Prevention and ControlTop of page
Due to the variable regulations around (de)registration of pesticides, your national list of registered pesticides or relevant authority should be consulted to determine which products are legally allowed for use in your country when considering chemical control. Pesticides should always be used in a lawful manner, consistent with the product's label.Cultural Control
A. sterilis can be controlled by strategic crop rotations, using summer crops to compress A. sterilis emergence and facilitate easier chemical control (Purvis, 1990).
Soil solarization completely controlled A. sterilis in arable fields in New Delhi, India (Yaduraju and Ahuja, 1996). Terry (1984) recommends early cultivation to promote a germination flush of Avena spp., with weed seedlings being destroyed by further cultivation before sowing crop seed. Hand-pulling of established plants can also be used.
Increasing the crop sowing rate can be used to reduce weed impact. Terry (1984) recommends doubling the sowing rate in areas infested with Avena spp.
Control via crop rotation is best achieved by a crop which allows maximum weed emergence followed by total elimination of seed shedding, such as cereals cut green for forage (Terry, 1984).
Hand-weeding to remove A. sterilis at 3 and 4 weeks after sowing the crop gave the highest crop yield in a study in India, but narrow row spacing (15 cm) and cross-sowing of rows also significantly reduced weed density (Sharma et al., 1989).
Pre-crop-emergence applications of herbicide may not be effective, since A. sterilis may establish later than the crop but thereafter exhibit a faster rate of growth (Thomas and Yaduraju, 2000).
Correct timing and rate of herbicide application is critical to maximize control of partially resistant wild oats. Full rates applied to early growth stages (2-3 leaves) have been shown to be capable of good control. Later applications give poorer control (Moss et al., 2001).

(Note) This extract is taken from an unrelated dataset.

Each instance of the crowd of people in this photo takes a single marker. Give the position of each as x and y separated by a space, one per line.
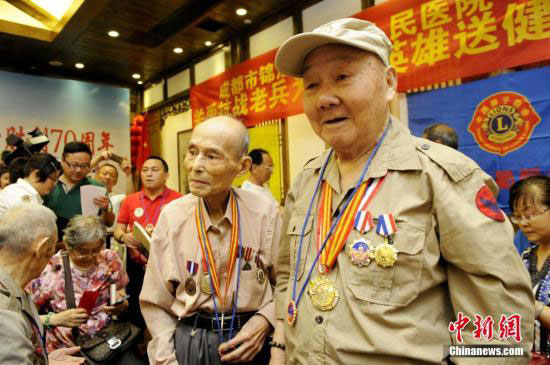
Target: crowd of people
385 244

Atrazine, barban, chlorfenprop, difenzoquat, EPTC, glyphosate, linuron, metribuzin, metoxuron and monolinuron give control or suppression of Avena spp. (Terry, 1984). Imazamethabenz gives good to complete control of emerged A. sterilis in various cropping systems including barley (Navarrete and Fernandez-Quintanilla, 1990).
Isoproturon provides satisfactory control of A. sterilis (Balyan, 2001), and no resistance to this herbicide has been detected (Moss et al., 2001). There has also been no resistance found to tri-allate or difenzoquat (Moss et al., 2001).

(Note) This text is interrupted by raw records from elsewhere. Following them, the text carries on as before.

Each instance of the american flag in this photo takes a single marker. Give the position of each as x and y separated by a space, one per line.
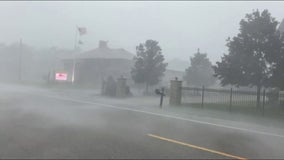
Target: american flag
82 30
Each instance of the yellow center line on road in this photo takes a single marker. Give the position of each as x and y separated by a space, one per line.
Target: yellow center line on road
196 147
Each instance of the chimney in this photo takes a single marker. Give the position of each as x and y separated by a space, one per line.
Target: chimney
103 44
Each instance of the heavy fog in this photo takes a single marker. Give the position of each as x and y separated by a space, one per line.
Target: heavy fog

Sulfosulfuron is safe to apply to bread wheat and gave an effective level of control (87%) of A. sterilis (Hamal et al., 2000). Applying trifluralin and fluchloralin gave an effective level of control of a range of weeds including A. sterilis at Ludhiana, India (Sandhu et al., 1998).
Less effective compounds
Effective control by the 'fop' (aryloxyphenoxypropionate) compounds was reported in the 1990s for herbicides such as fluazifop-p, haloxyfop, fenoxaprop and diclofop-methyl (Terry, 1984; Singh and Singh, 1998; Singh and Yadav, 1998; Fenni et al., 2001b) but a number of other reports indicate resistance and advise against sole use of fops for controlling A. sterilis (Mansooji et al., 1992; Moss et al., 2001; Sattin et al., 2001).
Of the 'dim' (cyclohexanedione) compounds, cycloxydim gave effective control of A. sterilis in durum wheat crops in Italy (Tallevi et al., 1998). However, Mansooji et al. (1992) detected low levels of resistance to sethoxydim, tralkoxydim and cycloxydim, and more recently Moss et al. (2001) recommended the avoidance of sole use of 'dims' to prevent the spread of resistance.
Jones and Medd (1997) provide evidence that integrated management of A. sterilis, aimed at minimizing the size of the soil seed bank, is the most economically rational approach to its control.
Milling of animal feed before distribution, use of clean seed for planting, avoidance of straw/hay from contaminated areas, and thorough cleaning of machinery after use is likely to prevent the spread of A. sterilis (Terry, 1984).